Journalist Asad Ali Toor booked for ‘maligning state institutions’
An Islamabad-based journalist, Asad Ali Toor has been booked on charges of spreading “negative propaganda” against the state and its institutions through his social media posts.
Toor shared a copy of the FIR on his Twitter account on Monday.
The complaint, registered by a resident of Rawalpindi named Ehtisham Ahmed, states that, "[Toor] spread negative propaganda and used derogatory language against the government institutions, including the Pakistan Army, which was a grave crime according to the law."
Toor has been booked under sections 505 (statements conducing to public mischief), 500 (punishment for defamation) and 499 (defamation) and of the Pakistan Penal Code and sections 37 (unlawful online content), 11 (hate speech) and 20 (offences against dignity of a person) of the Pakistan Electronic Crimes Act 2016.
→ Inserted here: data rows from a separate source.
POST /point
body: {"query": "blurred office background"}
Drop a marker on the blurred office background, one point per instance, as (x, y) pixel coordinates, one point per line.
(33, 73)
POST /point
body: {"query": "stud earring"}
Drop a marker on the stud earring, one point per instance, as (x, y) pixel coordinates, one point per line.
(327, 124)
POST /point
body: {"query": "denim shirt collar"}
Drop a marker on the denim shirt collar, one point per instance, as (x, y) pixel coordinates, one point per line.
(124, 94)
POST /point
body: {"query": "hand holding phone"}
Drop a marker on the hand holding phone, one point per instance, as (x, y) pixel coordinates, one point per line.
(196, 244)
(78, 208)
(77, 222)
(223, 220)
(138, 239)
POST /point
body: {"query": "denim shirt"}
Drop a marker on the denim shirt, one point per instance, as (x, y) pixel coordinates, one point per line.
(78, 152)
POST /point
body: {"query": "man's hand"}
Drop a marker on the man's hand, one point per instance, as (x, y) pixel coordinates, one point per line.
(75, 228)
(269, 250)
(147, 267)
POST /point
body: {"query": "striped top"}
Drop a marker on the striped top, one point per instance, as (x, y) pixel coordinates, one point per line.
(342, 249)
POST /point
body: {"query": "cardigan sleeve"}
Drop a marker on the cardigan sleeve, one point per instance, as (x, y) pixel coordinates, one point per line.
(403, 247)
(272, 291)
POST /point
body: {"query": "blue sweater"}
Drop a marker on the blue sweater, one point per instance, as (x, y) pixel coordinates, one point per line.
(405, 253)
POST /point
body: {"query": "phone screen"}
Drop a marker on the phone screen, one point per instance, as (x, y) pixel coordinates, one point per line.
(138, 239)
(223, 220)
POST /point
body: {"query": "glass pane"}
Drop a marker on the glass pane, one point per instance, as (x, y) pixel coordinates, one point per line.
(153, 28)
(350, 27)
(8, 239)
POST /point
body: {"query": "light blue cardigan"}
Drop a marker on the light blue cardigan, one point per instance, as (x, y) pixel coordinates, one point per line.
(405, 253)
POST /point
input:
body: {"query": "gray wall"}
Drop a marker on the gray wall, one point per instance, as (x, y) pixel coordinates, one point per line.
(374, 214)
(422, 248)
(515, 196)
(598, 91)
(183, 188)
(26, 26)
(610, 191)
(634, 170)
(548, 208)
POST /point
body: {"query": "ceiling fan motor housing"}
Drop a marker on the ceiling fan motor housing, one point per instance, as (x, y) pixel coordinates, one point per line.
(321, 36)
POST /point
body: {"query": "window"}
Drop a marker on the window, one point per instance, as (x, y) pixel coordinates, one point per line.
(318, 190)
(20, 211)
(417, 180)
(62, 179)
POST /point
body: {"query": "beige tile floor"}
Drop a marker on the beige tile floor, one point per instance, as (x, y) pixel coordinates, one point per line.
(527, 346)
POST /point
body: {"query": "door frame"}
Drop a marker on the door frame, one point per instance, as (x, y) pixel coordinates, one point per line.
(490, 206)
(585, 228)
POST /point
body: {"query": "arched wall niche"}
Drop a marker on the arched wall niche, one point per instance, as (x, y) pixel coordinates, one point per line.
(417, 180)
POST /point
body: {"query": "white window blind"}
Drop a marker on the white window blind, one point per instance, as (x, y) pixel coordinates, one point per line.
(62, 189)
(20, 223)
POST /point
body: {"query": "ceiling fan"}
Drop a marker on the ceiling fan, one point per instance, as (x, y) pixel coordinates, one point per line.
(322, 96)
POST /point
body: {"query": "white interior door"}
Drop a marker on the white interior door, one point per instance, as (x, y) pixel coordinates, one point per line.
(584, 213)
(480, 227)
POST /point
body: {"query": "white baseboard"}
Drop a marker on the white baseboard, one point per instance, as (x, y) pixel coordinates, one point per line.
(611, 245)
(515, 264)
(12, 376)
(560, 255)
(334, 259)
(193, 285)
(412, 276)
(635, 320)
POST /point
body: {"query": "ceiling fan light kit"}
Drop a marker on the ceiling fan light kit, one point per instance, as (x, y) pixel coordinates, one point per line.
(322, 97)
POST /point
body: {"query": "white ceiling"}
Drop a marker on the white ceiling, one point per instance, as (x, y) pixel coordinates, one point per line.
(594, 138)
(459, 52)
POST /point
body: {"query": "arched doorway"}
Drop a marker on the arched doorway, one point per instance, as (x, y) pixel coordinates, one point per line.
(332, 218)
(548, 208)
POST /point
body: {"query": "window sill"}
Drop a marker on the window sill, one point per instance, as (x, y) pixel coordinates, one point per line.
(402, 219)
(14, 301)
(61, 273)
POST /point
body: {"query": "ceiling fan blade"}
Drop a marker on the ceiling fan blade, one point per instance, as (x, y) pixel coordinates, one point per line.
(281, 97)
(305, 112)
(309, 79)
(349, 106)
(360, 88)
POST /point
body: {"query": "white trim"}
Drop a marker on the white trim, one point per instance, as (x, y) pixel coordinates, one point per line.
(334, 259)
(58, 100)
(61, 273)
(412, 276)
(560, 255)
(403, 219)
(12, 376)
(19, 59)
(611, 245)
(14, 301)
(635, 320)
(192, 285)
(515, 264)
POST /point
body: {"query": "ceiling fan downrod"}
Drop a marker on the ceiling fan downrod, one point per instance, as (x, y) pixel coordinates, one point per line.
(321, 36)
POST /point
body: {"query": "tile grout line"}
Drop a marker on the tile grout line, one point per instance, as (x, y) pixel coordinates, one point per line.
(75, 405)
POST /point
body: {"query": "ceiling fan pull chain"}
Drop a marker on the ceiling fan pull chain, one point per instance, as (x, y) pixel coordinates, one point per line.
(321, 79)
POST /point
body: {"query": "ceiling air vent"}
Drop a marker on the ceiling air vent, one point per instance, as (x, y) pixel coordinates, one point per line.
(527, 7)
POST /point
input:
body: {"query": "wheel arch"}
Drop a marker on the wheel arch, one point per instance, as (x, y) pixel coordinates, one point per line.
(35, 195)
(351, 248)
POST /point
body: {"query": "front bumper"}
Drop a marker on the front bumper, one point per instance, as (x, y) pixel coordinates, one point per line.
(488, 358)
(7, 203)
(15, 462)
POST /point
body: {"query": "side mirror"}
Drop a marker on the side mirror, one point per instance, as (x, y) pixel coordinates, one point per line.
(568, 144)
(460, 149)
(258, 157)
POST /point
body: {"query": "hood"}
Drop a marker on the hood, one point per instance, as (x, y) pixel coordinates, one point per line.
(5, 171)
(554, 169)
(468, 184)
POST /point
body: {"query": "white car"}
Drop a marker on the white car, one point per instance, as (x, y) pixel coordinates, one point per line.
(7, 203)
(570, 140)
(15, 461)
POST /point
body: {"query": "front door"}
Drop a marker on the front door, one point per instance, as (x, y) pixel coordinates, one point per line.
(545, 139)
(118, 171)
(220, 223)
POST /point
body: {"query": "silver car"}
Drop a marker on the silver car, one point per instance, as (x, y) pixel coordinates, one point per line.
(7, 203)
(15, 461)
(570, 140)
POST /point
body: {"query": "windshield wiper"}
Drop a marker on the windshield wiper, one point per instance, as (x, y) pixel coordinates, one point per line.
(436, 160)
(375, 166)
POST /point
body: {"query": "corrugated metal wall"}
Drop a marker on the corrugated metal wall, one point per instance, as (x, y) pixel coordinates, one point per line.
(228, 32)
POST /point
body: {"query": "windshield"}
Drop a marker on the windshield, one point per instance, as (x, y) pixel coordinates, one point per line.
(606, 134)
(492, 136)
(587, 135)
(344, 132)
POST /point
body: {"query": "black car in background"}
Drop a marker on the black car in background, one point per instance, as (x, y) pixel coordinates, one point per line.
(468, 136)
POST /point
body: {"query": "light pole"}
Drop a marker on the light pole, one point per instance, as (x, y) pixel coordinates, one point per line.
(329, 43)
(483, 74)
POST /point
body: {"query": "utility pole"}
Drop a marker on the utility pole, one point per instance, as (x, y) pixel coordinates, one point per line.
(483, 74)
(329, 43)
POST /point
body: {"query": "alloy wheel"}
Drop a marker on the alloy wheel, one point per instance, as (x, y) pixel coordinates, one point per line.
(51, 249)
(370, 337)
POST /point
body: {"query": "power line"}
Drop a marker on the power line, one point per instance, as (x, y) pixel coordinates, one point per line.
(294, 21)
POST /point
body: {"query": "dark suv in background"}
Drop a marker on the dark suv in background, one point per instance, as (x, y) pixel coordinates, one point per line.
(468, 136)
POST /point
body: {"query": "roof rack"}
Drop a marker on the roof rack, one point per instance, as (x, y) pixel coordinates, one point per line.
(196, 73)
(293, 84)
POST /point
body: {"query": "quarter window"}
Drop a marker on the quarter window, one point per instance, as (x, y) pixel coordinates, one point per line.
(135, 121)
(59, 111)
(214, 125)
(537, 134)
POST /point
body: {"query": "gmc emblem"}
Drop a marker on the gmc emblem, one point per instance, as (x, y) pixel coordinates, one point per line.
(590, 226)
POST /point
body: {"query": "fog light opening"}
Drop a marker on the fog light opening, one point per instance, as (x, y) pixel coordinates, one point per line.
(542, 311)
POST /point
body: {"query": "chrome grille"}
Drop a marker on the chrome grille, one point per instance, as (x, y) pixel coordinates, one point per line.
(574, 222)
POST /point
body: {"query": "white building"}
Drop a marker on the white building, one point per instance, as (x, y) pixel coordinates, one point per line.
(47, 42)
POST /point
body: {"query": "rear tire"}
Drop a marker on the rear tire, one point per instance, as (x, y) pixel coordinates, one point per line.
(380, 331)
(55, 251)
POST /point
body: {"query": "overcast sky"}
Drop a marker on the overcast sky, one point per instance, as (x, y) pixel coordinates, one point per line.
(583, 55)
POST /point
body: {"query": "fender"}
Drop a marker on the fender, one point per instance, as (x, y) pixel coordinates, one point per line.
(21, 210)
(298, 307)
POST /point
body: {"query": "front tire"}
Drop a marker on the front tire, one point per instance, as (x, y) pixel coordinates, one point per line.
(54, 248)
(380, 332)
This is the third case of journalists being booked for “spreading hatred” against the state and its institutions in four days.
On September 11, Bilal Farooqi, a news editor at The Express Tribune, detained for hours after he was picked up by police from outside his home in Karachi.
According to the FIR registered against Farooqi, he was booked under section 505 of the Pakistan Penal Code and section 196 of the Criminal Procedure Code for ‘spreading and inciting hatred’. However, he was later released on “personal bail” of his lawyer, while a judge reprimanded the police over the sections invoked against Farooqi.
On the same day Farooqi was arrested, Absar Alam, a senior journalist and former chairman of the Pakistan Electronic Media Regulatory Authority (Pemra) Absar Alam was booked on charges of sedition.